Prestations Minimum Maximum
A Équipement à verres simple foyer :
- dont la sphère est comprise entre -6 et +6
et
- dont le cylindre est ≤ + 4 dioptries
50 € 470 €
B Équipement composé d'un verre A et d'un verre C 125 € 610 €
C Équipement à verres simple foyer :
- dont la sphère est hors zone de – 6 à + 6
ou
- dont le cylindre est > à + 4 Multifocaux ou progressifs
200 € 750 €
D Équipement composé d'un verre A et d'un verre F 125 € 660 €
E Équipement composé d'un verre C et d'un verre F 200 € 800 €
F Équipement (pour adulte) à verres multifocaux ou progressifs :
- sphéro-cylindriques dont la sphère est hors zone de - 8 à + 8
ou
- sphériques dont la sphère est hors zone de -4 à + 4
200 € 850 €

 

  • Communiquer chaque année aux assurés le montant et la composition des frais de gestion et d'acquisition
    L'organisme assureur doit communiquer les frais pratiqués chaque année. Les frais de gestion doivent être exprimés en pourcentage des cotisations.

1. A titre dérogatoire la date de mise en conformité est repoussée à l'issue d'une période transitoire courant jusqu'au 31 décembre 2017 au plus tard pour certains contrats collectifs obligatoires


Quel est le régime social de la participation de l'employeur ?

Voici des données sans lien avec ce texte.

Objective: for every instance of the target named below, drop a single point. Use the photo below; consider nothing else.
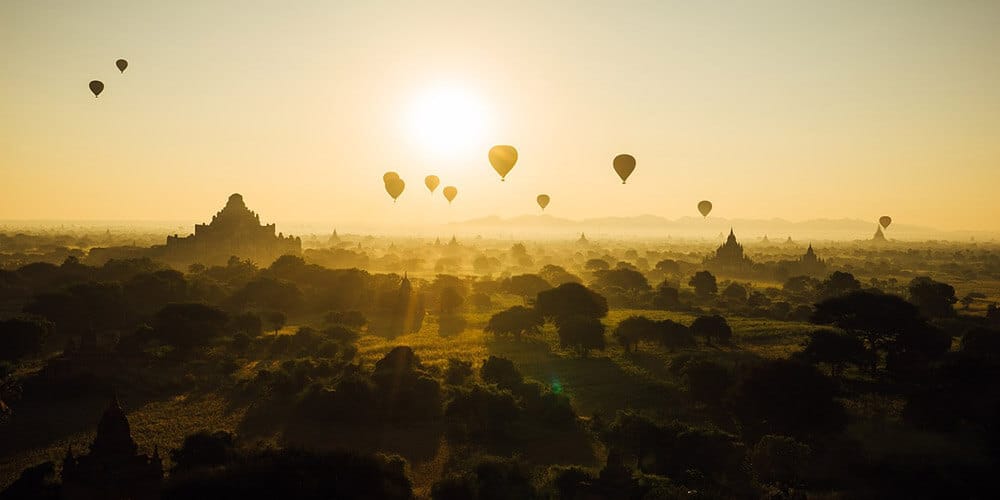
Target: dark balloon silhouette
(704, 207)
(624, 165)
(543, 200)
(394, 186)
(503, 159)
(96, 86)
(432, 182)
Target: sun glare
(447, 120)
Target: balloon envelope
(432, 182)
(97, 87)
(503, 159)
(624, 165)
(394, 187)
(704, 207)
(543, 200)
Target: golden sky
(791, 109)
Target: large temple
(114, 468)
(234, 231)
(729, 258)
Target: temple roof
(114, 435)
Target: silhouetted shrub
(22, 336)
(203, 449)
(293, 473)
(787, 397)
(581, 333)
(712, 327)
(481, 413)
(502, 372)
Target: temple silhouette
(234, 231)
(114, 468)
(879, 236)
(729, 258)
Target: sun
(447, 120)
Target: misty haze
(526, 250)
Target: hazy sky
(794, 109)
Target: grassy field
(601, 383)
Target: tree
(935, 299)
(22, 336)
(779, 459)
(481, 301)
(203, 449)
(839, 283)
(571, 299)
(707, 381)
(516, 321)
(276, 319)
(981, 342)
(581, 333)
(712, 327)
(189, 325)
(634, 329)
(704, 284)
(666, 296)
(626, 279)
(970, 298)
(502, 372)
(800, 285)
(668, 266)
(526, 285)
(248, 324)
(268, 293)
(451, 300)
(735, 292)
(833, 348)
(597, 265)
(880, 320)
(673, 335)
(787, 397)
(557, 275)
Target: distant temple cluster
(113, 468)
(235, 230)
(729, 258)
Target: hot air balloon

Les contributions patronales au financement de garanties de complémentaire santé et prévoyance qui remplissent les conditions d'exonération requises sont exclues de la base de calcul des cotisations de sécurité sociale, dans une limite égale à :

  • 6 % du plafond de la sécurité sociale
  • 1,5 % de la rémunération brute soumise aux cotisations de sécurité sociale.

Le total des contributions exonérées ne peut pas excéder 12 % du montant du plafond de la sécurité sociale.


Quel est le régime fiscal de la participation de l'employeur ?


Sous réserve du respect des conditions d'exonérations, les contributions salariales au financement des garanties de complémentaire santé et les contributions patronales au financement des garanties de prévoyance complémentaire ne sont pas imposables, dans une limite égale à :

  • 5 % du plafond de la sécurité sociale
  • 2 % de la rémunération brute soumise aux cotisations de sécurité sociale.

Le total des contributions exonérées ne peut pas excéder 2 % du montant de 8 fois le plafond de la sécurité sociale.